We’re running IBM Watson IoT Platform 25.x with an MQTT bridge to Azure IoT Hub for hybrid cloud telemetry. The bridge works initially but disconnects after 2-4 hours of operation, causing message loss and delayed delivery.

Our current configuration:


mqtt.bridge.keepalive=60
mqtt.bridge.reconnect.delay=5000
telemetry.batch.size=100

We’re seeing connection drops during high-volume periods (500+ devices sending data every 30 seconds). I suspect it’s related to MQTT keepalive settings or Azure IoT Hub throttling limits, but haven’t found the root cause. We’ve tried batching telemetry messages to reduce load, but disconnects still occur. Any insights on tuning these parameters or alternative approaches?
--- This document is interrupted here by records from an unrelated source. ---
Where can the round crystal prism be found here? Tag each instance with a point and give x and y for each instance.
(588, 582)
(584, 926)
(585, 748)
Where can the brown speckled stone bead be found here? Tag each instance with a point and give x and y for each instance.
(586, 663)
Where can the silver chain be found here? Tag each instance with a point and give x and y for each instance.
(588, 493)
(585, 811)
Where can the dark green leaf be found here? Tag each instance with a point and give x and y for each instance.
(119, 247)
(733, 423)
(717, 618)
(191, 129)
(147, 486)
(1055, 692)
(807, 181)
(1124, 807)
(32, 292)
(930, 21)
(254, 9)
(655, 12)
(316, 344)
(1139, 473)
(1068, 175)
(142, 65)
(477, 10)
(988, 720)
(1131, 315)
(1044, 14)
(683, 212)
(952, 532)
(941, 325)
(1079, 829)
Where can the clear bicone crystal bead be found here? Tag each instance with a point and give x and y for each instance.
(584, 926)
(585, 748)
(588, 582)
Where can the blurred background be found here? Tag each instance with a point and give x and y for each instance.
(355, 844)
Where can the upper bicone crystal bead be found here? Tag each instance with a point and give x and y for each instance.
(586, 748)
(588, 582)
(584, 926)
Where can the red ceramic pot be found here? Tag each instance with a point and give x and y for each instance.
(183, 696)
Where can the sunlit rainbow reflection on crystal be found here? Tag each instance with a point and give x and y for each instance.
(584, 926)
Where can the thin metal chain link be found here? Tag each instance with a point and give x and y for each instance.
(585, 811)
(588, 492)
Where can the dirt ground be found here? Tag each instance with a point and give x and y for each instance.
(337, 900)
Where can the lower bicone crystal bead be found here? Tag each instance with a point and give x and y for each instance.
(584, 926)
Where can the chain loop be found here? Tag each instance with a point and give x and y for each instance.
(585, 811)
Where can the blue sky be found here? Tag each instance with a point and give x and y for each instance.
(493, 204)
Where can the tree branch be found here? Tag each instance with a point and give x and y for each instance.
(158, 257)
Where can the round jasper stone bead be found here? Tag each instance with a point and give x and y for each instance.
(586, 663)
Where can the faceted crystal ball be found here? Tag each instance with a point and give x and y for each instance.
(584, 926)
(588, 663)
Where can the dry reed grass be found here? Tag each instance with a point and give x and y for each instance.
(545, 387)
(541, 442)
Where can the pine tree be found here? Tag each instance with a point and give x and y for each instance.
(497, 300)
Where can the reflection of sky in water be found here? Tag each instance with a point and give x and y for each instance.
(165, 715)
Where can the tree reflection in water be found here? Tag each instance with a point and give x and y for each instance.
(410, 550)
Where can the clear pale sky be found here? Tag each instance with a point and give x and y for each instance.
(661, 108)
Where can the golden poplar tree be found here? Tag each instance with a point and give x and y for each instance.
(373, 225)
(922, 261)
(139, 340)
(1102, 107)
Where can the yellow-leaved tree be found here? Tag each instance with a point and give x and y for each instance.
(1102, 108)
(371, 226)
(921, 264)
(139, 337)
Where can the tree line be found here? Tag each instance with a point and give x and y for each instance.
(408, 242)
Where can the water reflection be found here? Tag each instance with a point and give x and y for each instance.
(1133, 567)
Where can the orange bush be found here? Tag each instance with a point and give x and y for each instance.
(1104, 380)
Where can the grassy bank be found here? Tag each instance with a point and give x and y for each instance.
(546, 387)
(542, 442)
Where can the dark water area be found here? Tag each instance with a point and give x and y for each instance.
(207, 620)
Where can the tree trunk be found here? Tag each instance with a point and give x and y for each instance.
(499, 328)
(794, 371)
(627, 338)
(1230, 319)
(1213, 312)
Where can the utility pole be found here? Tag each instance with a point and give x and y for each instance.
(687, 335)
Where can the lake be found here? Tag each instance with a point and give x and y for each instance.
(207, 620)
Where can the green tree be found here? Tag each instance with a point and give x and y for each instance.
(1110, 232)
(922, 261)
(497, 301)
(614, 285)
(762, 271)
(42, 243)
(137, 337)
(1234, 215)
One thing that helped us was implementing device-side message aggregation before sending to Watson IoT. Instead of 500 devices sending every 30 seconds, we aggregated readings locally on edge gateways and sent every 2-3 minutes. This reduced our message volume by 75% while maintaining acceptable latency for our use case. Not ideal for real-time scenarios, but works well for monitoring and analytics workloads.

Thanks for the suggestions. I checked our Azure IoT Hub tier - we’re on S1 which maxes at 400,000 messages/day. We’re definitely hitting throttling during peak hours. I’ll work on upgrading to S2, but in the meantime, are there Watson IoT Platform settings to handle backpressure more gracefully when Azure throttles? Currently the bridge just drops the connection.
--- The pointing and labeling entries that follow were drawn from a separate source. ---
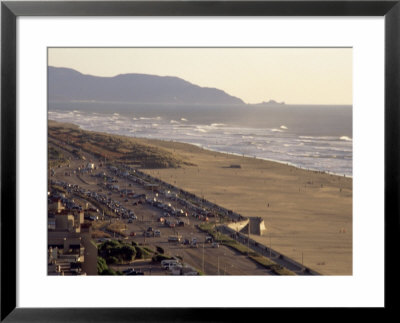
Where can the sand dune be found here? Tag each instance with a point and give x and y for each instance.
(309, 217)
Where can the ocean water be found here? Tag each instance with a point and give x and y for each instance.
(310, 137)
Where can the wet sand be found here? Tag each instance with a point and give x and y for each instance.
(309, 217)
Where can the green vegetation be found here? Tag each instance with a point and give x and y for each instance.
(143, 252)
(269, 264)
(160, 250)
(103, 269)
(262, 260)
(118, 252)
(56, 158)
(119, 149)
(159, 258)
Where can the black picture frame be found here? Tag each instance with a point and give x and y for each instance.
(11, 10)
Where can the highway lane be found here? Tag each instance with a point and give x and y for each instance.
(222, 260)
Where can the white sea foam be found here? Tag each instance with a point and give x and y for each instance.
(324, 153)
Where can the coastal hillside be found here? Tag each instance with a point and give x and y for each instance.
(66, 85)
(116, 148)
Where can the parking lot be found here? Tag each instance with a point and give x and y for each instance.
(151, 217)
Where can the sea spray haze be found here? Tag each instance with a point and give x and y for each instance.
(314, 137)
(308, 136)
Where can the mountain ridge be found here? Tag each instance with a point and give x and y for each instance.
(65, 84)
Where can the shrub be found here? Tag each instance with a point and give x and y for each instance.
(159, 258)
(101, 265)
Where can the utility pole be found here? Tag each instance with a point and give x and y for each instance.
(270, 245)
(248, 238)
(203, 258)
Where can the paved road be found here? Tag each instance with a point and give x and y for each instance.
(212, 261)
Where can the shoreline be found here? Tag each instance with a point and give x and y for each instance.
(260, 158)
(218, 151)
(306, 212)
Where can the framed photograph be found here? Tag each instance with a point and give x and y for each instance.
(228, 155)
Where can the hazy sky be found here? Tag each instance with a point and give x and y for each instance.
(293, 75)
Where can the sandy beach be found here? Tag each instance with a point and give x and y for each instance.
(308, 214)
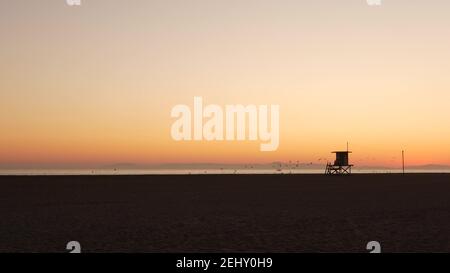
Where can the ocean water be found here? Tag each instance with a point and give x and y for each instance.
(199, 171)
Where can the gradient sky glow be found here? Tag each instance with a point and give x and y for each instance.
(95, 84)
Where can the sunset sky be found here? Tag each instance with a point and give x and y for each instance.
(95, 84)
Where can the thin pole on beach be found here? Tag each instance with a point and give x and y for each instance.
(403, 161)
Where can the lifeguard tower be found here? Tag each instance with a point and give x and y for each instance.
(341, 165)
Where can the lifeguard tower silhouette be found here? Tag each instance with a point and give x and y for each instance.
(341, 165)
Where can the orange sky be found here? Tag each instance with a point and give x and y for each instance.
(95, 84)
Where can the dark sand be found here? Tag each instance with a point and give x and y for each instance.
(230, 213)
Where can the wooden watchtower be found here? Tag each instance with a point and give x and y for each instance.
(341, 164)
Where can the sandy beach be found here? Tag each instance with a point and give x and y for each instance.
(225, 213)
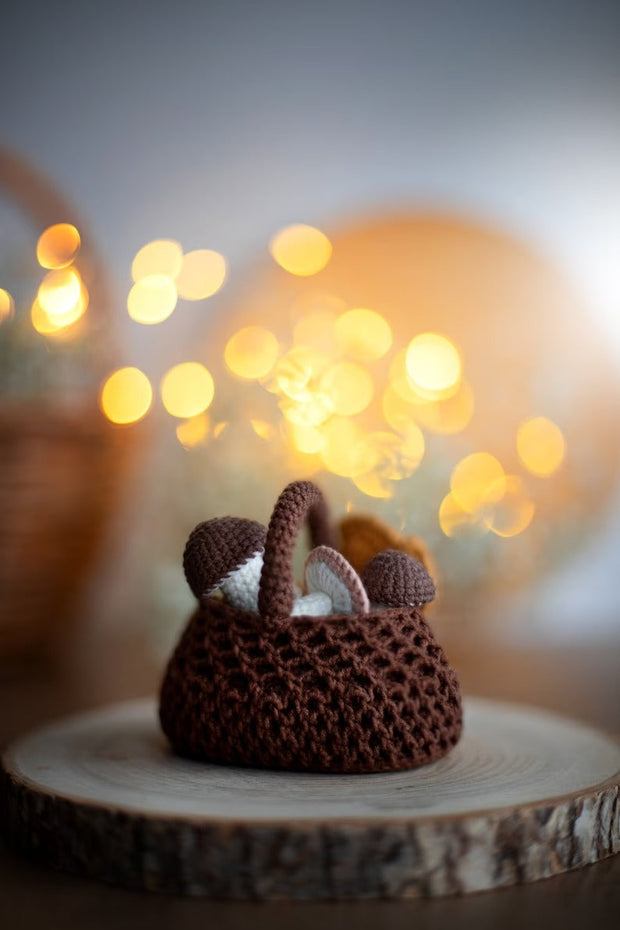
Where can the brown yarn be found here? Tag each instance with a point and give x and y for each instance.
(342, 693)
(217, 547)
(298, 501)
(396, 579)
The keepalive=60 combined with high volume is definitely problematic. When the bridge is busy sending batched messages, it might miss keepalive responses. Try increasing keepalive to 180-240 seconds and enable TCP keepalive at the OS level as a backup. Also, your batch size of 100 seems high - Azure IoT Hub prefers smaller, more frequent batches. Try batch.size=20-30 with a shorter batch.interval to smooth out the traffic pattern.